But talk hasn’t gotten them very far. And since the administration is extremely wary of alienating what they see as a key ally, their secret weapon is… the Democratic Congress. From The New York Times:

Vice President Dick Cheney made an unannounced trip to Pakistan on Monday to deliver what officials in Washington described as an unusually tough message to Gen. Pervez Musharraf of Pakistan, warning him that the newly Democratic Congress could cut aid to his country unless his forces become far more aggressive in hunting down operatives with Al Qaeda….

Pakistan is now the fifth-largest recipient of American aid. Mr. Bush has proposed $785 million in aid to Pakistan in his new budget, including $300 million in military aid to help Pakistan combat Islamic radicalism in the country.

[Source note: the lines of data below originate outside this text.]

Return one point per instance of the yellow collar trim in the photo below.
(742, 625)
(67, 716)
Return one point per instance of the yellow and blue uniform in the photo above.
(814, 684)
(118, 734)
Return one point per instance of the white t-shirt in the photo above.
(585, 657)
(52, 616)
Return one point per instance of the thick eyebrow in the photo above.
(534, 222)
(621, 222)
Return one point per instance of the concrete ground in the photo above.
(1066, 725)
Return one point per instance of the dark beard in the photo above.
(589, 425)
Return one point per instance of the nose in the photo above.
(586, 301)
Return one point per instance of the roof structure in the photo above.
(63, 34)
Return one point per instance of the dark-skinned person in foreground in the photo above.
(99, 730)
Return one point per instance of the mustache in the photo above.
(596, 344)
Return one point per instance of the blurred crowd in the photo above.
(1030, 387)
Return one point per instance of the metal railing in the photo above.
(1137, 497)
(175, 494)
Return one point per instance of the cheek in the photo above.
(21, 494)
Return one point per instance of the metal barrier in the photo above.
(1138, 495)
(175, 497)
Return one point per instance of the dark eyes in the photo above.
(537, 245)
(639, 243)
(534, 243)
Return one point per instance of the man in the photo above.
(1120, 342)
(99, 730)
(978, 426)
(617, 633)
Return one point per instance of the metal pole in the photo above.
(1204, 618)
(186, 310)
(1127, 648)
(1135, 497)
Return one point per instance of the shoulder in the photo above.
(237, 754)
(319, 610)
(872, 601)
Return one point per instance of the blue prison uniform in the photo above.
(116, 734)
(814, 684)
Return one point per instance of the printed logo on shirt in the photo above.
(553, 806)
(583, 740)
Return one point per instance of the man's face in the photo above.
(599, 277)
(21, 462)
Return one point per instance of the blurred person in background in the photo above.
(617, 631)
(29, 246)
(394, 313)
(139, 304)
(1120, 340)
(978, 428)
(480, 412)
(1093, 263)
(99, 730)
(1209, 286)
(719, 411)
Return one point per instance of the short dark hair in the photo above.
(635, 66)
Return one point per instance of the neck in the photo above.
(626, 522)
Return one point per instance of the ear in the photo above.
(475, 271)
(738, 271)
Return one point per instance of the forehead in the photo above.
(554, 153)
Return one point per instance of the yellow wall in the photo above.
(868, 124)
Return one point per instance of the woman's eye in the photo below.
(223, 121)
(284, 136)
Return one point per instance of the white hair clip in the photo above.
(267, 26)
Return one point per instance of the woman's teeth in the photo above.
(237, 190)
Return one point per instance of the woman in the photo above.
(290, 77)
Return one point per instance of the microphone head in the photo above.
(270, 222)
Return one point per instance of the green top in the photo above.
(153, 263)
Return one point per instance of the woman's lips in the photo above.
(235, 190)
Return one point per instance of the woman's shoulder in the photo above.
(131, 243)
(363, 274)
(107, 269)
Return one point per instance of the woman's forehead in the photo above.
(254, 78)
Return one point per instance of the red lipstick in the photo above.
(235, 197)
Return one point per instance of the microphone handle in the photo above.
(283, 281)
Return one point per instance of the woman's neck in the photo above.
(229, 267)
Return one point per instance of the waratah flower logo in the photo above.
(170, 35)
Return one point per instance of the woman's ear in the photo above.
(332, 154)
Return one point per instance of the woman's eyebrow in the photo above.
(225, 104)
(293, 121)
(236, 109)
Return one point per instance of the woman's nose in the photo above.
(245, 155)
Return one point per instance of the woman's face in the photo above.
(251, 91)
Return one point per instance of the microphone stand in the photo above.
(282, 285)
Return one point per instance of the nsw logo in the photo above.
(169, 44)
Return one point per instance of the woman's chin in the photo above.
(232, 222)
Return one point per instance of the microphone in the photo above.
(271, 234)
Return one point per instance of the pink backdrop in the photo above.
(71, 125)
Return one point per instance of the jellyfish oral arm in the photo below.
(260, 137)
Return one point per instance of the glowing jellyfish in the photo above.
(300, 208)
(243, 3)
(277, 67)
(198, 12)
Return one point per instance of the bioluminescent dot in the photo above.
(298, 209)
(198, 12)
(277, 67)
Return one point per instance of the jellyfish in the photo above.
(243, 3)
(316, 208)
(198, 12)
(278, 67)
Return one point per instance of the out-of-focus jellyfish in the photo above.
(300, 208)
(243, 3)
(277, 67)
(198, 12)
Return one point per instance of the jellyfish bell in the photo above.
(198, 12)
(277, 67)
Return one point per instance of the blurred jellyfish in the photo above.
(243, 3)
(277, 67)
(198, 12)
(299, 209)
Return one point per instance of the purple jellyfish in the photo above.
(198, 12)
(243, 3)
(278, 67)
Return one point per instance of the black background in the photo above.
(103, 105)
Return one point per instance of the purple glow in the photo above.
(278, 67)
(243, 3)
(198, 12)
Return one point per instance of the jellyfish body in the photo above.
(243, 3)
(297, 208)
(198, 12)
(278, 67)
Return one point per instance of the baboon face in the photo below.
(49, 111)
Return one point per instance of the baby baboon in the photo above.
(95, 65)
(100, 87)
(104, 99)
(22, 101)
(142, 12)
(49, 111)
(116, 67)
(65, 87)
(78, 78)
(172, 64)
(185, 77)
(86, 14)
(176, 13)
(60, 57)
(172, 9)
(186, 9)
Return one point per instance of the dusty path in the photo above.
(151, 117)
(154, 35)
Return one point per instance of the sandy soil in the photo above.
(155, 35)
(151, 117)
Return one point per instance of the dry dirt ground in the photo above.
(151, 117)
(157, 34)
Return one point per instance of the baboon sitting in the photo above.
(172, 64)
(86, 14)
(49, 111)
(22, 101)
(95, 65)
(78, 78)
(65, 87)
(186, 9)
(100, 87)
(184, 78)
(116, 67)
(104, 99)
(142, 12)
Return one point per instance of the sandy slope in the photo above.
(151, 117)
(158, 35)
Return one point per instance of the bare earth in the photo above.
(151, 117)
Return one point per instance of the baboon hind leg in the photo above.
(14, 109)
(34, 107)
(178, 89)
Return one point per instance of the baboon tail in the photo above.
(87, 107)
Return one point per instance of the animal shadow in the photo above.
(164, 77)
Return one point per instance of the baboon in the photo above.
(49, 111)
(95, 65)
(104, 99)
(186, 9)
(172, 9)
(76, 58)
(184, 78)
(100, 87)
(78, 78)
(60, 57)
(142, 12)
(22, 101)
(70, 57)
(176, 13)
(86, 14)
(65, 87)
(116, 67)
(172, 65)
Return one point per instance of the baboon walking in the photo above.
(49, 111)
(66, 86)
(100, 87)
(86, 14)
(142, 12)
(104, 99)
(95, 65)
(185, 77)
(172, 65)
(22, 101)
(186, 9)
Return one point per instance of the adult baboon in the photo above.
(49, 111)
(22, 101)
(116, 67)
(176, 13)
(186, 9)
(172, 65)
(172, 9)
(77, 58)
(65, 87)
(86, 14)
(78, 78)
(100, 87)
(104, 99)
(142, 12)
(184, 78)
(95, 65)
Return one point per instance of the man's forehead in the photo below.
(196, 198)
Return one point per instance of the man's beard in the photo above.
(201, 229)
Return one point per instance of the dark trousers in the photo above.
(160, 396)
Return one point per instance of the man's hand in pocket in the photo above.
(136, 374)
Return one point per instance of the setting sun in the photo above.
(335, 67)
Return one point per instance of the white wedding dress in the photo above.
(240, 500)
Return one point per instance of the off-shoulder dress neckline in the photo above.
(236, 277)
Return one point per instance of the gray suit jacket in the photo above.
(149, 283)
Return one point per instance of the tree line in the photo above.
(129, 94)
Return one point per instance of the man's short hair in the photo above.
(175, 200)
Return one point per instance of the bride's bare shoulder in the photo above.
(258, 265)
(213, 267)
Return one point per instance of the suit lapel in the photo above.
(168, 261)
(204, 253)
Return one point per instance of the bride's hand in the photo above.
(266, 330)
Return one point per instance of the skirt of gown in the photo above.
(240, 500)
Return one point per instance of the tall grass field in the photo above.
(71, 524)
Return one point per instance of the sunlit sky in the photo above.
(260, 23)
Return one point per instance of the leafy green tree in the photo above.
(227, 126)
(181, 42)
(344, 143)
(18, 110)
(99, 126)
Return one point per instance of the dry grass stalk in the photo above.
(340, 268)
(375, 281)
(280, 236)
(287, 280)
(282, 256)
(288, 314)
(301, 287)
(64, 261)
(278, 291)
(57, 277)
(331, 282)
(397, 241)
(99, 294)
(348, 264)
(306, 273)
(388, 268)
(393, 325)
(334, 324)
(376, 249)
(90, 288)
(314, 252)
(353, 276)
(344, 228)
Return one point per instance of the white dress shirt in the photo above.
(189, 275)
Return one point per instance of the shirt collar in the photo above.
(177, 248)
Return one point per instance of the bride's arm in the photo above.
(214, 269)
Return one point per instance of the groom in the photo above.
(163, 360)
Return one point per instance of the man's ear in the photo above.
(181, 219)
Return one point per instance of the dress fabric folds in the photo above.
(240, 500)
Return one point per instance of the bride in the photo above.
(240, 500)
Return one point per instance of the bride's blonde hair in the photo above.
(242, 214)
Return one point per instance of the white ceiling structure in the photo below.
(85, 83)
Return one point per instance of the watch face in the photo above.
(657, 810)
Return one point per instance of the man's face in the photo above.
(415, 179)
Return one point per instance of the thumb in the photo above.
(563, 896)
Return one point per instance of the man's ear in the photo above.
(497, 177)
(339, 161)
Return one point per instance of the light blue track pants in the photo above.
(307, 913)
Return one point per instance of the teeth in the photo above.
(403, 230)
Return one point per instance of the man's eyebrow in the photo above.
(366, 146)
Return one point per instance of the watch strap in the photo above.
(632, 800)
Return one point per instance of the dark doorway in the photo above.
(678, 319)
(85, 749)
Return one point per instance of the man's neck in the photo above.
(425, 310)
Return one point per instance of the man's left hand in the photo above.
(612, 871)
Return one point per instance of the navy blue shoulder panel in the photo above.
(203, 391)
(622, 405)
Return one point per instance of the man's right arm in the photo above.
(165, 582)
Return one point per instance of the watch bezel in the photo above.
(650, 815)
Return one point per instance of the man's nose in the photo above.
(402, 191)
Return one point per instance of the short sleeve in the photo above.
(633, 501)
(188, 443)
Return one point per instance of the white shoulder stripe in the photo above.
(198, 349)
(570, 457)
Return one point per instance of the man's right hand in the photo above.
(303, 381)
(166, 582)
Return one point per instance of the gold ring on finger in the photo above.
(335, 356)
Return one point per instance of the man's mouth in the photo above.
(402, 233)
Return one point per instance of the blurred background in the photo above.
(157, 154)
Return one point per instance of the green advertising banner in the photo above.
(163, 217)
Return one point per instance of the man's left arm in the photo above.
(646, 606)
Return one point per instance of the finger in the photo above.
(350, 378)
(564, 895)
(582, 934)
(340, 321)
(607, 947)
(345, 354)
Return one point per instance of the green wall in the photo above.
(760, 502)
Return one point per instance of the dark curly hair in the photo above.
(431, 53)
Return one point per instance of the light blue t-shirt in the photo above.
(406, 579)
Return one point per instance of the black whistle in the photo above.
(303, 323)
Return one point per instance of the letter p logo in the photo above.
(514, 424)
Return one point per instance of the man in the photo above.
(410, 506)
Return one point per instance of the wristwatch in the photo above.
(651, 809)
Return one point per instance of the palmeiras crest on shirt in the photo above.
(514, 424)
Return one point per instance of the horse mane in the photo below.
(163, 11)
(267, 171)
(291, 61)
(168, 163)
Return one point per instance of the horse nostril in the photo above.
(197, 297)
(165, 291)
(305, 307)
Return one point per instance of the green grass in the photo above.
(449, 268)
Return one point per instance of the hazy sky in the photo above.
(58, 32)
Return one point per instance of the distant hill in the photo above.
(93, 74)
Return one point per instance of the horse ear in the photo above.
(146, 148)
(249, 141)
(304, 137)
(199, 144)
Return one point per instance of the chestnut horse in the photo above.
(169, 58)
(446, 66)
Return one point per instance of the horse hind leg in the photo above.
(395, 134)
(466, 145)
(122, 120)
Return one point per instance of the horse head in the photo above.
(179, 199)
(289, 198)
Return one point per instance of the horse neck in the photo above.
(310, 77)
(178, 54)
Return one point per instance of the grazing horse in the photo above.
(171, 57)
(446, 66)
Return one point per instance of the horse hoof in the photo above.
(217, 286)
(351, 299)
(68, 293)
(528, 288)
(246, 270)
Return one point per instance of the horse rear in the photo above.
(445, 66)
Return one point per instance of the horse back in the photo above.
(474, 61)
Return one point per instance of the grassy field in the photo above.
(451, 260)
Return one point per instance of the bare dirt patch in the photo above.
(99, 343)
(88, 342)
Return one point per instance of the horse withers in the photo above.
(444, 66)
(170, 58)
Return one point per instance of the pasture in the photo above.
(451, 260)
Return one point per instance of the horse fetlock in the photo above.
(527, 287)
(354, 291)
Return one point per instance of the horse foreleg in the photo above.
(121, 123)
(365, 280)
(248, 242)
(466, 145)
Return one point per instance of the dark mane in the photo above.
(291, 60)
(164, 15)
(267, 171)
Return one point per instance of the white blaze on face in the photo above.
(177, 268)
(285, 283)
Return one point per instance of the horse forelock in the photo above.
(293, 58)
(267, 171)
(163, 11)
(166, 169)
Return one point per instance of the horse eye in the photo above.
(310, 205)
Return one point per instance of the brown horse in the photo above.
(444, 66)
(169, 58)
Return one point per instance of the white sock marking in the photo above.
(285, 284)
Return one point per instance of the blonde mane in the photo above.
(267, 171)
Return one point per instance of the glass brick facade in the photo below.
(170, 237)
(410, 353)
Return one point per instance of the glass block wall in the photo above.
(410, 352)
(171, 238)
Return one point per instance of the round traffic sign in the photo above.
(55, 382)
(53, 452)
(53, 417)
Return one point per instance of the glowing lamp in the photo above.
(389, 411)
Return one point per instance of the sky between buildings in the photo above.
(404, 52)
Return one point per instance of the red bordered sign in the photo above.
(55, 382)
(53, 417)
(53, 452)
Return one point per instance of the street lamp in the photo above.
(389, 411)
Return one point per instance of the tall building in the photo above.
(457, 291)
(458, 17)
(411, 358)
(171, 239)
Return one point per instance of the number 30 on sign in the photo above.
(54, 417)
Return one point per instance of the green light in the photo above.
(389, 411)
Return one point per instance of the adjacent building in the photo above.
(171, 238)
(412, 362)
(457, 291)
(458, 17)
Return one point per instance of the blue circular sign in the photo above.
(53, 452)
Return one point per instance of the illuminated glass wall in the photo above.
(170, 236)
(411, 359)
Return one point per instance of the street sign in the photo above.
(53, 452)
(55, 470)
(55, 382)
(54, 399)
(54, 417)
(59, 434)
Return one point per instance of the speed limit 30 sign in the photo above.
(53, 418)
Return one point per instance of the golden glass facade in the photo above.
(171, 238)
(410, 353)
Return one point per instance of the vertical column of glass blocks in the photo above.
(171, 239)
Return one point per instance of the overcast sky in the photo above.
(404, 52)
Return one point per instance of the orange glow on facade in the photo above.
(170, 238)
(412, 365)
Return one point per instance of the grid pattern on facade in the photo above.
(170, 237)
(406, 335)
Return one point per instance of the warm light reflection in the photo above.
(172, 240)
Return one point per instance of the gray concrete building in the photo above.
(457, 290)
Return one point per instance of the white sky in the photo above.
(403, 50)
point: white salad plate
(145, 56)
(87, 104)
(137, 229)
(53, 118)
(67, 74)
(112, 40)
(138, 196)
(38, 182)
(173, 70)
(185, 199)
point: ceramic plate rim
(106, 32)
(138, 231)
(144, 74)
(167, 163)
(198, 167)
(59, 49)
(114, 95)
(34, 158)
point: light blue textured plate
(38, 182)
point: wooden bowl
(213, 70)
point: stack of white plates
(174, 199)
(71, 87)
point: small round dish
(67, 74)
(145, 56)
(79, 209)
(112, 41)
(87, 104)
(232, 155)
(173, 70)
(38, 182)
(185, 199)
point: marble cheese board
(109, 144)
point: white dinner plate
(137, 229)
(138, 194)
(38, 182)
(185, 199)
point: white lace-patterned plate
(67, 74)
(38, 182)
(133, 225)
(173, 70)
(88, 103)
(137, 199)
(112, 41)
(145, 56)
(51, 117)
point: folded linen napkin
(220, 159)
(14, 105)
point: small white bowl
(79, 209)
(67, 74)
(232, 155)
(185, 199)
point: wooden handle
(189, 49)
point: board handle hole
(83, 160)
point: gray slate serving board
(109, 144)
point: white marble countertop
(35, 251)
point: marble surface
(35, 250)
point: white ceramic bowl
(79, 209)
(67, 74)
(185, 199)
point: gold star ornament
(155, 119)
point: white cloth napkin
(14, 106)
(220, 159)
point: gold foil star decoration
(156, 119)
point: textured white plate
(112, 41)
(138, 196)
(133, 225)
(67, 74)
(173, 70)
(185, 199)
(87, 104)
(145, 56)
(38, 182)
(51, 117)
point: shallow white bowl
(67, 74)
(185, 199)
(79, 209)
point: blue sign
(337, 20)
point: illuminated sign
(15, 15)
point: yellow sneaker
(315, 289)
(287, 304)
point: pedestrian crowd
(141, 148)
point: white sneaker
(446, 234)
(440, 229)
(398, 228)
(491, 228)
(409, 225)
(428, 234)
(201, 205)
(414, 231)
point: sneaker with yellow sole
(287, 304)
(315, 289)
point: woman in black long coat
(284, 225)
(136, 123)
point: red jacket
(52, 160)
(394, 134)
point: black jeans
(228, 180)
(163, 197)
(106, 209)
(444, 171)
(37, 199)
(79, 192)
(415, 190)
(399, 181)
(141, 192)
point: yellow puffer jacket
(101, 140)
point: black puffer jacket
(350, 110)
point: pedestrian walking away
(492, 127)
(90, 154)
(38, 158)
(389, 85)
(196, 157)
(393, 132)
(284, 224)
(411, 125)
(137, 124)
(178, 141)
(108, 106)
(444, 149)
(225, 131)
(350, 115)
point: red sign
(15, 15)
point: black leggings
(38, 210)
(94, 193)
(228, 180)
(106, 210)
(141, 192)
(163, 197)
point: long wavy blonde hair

The rumblings from Congress give Mr. Bush and his top advisers a way of conveying the seriousness of the problem, officials said, without appearing to issue a direct threat to the proud Pakistani leader themselves.

“We think the Pakistani aid is at risk in Congress,” said [the senior administration official], who declined to speak on the record because the subject involved intelligence matters.

The official adds that the message they’re sending to Musharraf now “is that the only thing that matters is results.” Sounds like a message worth sending. And it would seem that this game of “Good Cop, Bad Cop” in general goes much better when Congress is the bad cop for a change.